Il segnale più evidente è arrivato dalle dimissioni di Sébastien Lecornu, Primo ministro dal 9 settembre 2025, nominato da Emmanuel Macron dopo mesi di incertezza politica. Lecornu, già ministro della Difesa e figura di spicco nella gestione dei contratti strategici (dai Rafale alle collaborazioni con Grecia e India), ha lasciato l’incarico a meno di un mese dal suo insediamento. La sua uscita, accolta da forti proteste anche nel campo macroniano, ha reso palese la crisi di coesione interna all’esecutivo e il logoramento del progetto politico del presidente.
Sul piano economico la situazione è drammatica: debito pubblico al 112% del PIL, deficit oltre il 5%, inflazione persistente e produzione industriale in calo. A maggio Fitch Ratings ha declassato la Francia citando “squilibri fiscali e tensioni sociali strutturali”. Macron, stretto tra Bruxelles e il malcontento popolare, ha reagito con riforme sospese, tagli selettivi alla spesa pubblica e privatizzazioni mascherate.
Diversamente dall’Italia nel 2011, Parigi gode di una sorta di protezione mediatica: nessuno parla apertamente di crisi di sistema, eppure i segnali sono chiari — fuga di capitali, disoccupazione giovanile al 18%, banlieue in ebollizione e un crescente clima di sfiducia. Bruxelles tace, temendo che un crollo francese trascini l’intera eurozona.

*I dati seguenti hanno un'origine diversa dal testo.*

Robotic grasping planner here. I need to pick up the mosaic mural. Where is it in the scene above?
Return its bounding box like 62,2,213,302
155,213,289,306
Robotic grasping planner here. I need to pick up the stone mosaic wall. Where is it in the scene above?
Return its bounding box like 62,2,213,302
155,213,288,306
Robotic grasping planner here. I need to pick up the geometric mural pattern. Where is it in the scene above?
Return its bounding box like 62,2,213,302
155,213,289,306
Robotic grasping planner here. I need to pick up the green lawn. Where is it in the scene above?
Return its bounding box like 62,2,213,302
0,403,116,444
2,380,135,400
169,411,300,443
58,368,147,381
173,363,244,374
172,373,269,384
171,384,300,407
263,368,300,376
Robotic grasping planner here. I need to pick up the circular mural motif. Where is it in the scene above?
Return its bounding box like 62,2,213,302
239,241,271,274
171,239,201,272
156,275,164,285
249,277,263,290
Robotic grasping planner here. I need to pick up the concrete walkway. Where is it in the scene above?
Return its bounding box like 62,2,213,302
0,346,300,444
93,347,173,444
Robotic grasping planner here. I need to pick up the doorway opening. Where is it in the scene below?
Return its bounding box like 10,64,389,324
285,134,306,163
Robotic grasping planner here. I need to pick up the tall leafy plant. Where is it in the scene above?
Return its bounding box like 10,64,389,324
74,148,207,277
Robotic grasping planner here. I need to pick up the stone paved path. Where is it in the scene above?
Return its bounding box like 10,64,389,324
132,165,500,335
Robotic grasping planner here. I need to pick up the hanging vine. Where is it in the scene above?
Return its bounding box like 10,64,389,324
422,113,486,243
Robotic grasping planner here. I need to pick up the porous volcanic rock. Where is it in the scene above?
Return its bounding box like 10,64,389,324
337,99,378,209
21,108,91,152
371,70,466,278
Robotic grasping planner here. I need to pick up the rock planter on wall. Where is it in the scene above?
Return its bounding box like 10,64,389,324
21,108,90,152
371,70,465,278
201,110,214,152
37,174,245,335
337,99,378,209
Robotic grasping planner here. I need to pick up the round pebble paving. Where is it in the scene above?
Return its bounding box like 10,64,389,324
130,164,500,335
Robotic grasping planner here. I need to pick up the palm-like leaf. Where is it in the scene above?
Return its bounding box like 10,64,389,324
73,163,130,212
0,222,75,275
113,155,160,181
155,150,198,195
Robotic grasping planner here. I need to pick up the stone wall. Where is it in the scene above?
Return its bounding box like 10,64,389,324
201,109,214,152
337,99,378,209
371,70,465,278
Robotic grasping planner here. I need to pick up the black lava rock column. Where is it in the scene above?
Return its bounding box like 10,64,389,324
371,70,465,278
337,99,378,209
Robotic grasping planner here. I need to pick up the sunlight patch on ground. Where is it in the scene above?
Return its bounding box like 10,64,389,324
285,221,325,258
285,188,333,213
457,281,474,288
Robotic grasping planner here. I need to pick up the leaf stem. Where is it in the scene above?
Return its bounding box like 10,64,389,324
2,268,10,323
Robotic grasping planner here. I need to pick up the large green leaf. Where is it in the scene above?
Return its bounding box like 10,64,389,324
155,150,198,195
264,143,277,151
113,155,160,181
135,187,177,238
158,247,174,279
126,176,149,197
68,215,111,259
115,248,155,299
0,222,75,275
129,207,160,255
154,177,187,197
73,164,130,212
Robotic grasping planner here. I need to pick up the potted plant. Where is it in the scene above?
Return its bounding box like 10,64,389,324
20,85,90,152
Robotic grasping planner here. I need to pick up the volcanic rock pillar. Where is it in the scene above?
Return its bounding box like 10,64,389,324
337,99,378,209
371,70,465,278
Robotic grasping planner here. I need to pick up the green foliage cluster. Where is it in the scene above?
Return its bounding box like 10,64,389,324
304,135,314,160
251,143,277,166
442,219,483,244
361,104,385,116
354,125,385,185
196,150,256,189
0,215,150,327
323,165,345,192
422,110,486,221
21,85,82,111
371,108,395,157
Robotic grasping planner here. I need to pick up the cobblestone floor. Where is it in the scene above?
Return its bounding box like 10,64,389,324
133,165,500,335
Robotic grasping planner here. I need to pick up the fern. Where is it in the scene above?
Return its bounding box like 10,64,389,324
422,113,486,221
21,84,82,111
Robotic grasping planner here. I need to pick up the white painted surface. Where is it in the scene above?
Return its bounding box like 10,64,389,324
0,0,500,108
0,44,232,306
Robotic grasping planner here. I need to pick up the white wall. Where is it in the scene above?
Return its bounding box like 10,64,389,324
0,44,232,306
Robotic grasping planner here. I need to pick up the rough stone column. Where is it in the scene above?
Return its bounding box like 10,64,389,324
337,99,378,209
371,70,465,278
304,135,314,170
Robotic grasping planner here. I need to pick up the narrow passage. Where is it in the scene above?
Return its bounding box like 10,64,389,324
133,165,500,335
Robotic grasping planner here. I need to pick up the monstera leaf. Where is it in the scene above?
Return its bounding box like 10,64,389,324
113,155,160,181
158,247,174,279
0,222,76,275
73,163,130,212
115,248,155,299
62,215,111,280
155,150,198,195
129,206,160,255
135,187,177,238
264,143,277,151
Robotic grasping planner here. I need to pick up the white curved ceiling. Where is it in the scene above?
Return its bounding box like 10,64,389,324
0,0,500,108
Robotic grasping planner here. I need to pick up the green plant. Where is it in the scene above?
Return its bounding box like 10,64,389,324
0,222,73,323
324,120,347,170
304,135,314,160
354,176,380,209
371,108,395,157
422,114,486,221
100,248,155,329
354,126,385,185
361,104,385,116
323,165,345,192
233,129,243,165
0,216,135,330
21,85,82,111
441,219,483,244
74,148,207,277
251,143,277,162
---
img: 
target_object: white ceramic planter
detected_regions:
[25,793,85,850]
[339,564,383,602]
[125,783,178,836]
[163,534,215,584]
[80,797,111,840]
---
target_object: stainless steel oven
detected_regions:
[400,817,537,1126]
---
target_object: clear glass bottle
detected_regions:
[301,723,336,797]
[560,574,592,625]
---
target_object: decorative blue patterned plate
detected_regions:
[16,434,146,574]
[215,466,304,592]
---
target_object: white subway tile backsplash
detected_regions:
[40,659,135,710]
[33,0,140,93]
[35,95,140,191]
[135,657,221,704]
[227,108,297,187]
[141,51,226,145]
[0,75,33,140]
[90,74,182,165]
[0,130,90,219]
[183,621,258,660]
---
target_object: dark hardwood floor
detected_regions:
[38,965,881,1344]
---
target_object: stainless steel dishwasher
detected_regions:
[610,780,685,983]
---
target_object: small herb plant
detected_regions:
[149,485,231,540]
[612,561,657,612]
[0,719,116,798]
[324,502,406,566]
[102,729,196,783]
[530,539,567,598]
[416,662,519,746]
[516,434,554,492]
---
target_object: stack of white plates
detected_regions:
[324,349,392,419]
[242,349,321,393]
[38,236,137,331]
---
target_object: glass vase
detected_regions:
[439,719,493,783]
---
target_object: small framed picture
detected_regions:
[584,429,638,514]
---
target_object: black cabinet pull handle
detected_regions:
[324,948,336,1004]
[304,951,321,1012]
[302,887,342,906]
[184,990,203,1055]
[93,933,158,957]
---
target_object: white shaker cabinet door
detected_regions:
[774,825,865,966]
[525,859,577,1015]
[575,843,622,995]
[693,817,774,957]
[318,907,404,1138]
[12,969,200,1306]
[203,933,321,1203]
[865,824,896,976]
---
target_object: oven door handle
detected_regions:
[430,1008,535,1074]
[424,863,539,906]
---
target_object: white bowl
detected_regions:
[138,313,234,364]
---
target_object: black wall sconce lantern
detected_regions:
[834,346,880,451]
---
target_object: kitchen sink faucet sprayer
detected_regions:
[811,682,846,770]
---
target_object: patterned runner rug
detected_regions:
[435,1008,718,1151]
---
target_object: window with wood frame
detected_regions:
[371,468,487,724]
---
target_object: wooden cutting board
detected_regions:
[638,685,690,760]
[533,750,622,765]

L’impressione — condivisa ormai anche da parte della stampa tedesca come la Frankfurter Allgemeine Zeitung — è che la Francia stia vivendo una crisi sistemica mascherata da stabilità apparente. Il cosiddetto “default controllato”, mantenuto grazie alla BCE e al silenzio complice dei media, serve solo a rinviare il tracollo. La verità è che la seconda economia dell’eurozona è in apnea: se Parigi crolla, l’Unione Europea rischia di seguirla.
La Flottiglia può distrarre per qualche giorno l’opinione pubblica, ma la vera tempesta — quella che minaccia la stabilità europea — si prepara a Parigi.